Comparing the classifications from the radio SED fitting with the simple quadrant diagram, where the bottom left (yellow) is steep, top left (grey) is upturned, the top right (green) is inverted, the bottom right (green) is peaked, and the grey dotted region is flat. The open symbols indicate the sources that would be misclassified by utilizing the radio spectral quadrant alone.

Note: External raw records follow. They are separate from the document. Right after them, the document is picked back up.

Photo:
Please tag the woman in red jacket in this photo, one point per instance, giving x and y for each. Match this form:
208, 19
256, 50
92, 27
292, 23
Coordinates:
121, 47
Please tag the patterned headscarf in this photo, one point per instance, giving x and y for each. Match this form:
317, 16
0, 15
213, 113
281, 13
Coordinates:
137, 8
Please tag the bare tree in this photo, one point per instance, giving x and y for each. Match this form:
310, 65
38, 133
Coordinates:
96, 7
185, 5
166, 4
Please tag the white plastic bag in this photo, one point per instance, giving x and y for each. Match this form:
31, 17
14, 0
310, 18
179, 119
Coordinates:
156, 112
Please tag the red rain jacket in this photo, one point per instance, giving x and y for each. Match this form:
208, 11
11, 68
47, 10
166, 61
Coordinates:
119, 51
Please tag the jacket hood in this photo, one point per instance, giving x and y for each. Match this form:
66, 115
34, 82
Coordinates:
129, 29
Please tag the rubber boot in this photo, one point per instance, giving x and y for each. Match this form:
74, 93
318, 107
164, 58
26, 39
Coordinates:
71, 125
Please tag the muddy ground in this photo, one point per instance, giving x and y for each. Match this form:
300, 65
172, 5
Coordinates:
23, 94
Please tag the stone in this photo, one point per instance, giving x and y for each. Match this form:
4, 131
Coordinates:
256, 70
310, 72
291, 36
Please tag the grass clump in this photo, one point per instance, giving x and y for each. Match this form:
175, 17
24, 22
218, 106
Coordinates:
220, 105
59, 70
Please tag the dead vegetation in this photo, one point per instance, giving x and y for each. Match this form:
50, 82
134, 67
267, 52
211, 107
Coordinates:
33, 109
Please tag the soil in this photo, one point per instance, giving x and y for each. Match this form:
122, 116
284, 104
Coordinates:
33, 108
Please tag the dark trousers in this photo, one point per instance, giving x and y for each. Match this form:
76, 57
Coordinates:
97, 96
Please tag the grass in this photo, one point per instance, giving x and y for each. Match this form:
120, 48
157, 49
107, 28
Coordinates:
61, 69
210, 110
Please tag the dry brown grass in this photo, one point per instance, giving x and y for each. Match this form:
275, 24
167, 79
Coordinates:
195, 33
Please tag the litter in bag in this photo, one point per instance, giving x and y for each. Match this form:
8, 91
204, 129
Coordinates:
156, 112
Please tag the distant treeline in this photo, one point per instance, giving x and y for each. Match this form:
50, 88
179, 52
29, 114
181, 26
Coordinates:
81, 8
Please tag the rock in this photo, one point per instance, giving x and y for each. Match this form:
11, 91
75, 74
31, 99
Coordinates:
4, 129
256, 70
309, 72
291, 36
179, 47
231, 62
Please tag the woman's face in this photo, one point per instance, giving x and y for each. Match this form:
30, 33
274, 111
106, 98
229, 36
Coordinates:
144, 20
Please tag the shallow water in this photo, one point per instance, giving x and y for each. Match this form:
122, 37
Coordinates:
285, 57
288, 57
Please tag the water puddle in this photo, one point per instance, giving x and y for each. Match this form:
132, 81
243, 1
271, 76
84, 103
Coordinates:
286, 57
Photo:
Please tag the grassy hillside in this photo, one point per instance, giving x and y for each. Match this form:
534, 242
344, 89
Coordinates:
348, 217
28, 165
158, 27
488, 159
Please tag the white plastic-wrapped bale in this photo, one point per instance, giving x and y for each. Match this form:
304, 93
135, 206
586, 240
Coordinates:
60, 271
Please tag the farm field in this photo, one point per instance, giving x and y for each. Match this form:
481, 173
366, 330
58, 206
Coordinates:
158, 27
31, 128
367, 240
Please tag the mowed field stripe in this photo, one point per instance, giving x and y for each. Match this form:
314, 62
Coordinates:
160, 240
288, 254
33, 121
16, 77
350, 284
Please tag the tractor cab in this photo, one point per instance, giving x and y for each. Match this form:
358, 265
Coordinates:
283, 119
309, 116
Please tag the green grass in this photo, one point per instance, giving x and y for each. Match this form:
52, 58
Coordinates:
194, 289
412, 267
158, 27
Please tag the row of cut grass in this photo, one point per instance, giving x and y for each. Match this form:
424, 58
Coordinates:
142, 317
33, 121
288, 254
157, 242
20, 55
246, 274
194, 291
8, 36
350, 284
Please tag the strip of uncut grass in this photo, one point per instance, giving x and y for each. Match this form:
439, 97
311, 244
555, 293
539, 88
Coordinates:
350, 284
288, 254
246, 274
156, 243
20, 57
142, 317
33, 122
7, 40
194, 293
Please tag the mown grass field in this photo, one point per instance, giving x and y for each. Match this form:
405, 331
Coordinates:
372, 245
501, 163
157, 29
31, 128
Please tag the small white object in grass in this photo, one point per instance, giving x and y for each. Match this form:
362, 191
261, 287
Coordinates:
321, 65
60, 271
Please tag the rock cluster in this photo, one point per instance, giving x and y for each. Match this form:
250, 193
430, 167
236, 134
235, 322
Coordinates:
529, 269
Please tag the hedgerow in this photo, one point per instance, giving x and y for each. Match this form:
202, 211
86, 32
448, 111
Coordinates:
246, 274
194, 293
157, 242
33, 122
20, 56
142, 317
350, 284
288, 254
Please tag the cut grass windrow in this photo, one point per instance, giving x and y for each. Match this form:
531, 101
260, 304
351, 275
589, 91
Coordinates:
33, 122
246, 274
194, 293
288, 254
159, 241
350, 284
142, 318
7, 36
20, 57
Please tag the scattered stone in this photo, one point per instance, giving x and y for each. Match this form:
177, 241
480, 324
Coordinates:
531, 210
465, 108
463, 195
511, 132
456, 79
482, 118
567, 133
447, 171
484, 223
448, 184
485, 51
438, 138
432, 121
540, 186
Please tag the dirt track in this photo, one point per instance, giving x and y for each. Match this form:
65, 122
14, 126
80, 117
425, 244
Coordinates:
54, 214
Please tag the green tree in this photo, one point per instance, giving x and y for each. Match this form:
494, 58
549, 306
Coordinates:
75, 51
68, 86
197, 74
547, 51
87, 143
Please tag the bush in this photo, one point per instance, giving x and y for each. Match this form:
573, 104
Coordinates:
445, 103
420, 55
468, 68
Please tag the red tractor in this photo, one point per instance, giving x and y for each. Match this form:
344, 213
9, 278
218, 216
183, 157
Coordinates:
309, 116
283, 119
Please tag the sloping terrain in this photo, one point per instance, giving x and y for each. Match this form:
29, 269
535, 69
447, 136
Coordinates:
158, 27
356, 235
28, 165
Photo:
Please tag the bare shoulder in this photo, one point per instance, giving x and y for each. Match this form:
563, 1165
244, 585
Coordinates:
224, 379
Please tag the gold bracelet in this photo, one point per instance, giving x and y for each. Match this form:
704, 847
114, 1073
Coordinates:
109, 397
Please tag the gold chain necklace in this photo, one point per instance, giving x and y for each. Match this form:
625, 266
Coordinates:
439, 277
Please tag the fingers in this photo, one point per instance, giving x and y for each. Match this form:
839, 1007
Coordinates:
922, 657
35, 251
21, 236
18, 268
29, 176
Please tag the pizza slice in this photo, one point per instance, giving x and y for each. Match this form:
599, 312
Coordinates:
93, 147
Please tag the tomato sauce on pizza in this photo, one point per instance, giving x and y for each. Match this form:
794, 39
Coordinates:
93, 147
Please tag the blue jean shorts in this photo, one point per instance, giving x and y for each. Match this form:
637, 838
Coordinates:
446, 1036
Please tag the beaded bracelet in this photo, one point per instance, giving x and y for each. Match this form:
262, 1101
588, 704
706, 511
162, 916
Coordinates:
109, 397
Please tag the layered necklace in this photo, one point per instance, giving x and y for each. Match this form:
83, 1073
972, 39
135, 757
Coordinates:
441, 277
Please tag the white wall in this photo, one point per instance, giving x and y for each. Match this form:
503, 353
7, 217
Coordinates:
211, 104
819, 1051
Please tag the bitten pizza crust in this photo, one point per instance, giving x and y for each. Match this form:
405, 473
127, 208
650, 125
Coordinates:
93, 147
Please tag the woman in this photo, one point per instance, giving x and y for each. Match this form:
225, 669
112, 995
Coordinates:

Fig. C1 displays the radio spectral index quadrant plot for our sample, with each marker representing a different spectral classification from our SED modelling. Unfortunately, due to the lack of LoTSS coverage we can only compare the classifications of 27 QSOs in our sample. Defining our flat region to be within |$|\alpha _{\rm high}|$| < 0.5 and |$|\alpha _{\rm low}|$| < 0.5, we find the |$\sim$|18/27 of the QSOs fall in the correct quadrant (not including one borderline source). Inspecting the other nine QSO classifications we find six sources (1057+3315, 1103+5849, 1222+3723, 1323+3948, 1554+2859, and 1602+4530) are on the borderline of the classifications. The other three sources (1251+4317, 1304+3206, and 1531+4528) have one data point that is unusually higher than the other data points (either VLASS or FIRST), which may be due to variability. In conclusion, for the majority of sources the radio spectral quadrant provides an effective method for determining the global shape of the radio SED. For a small fraction of unusual or borderline cases, additional data points are required to fully describe the radio SED.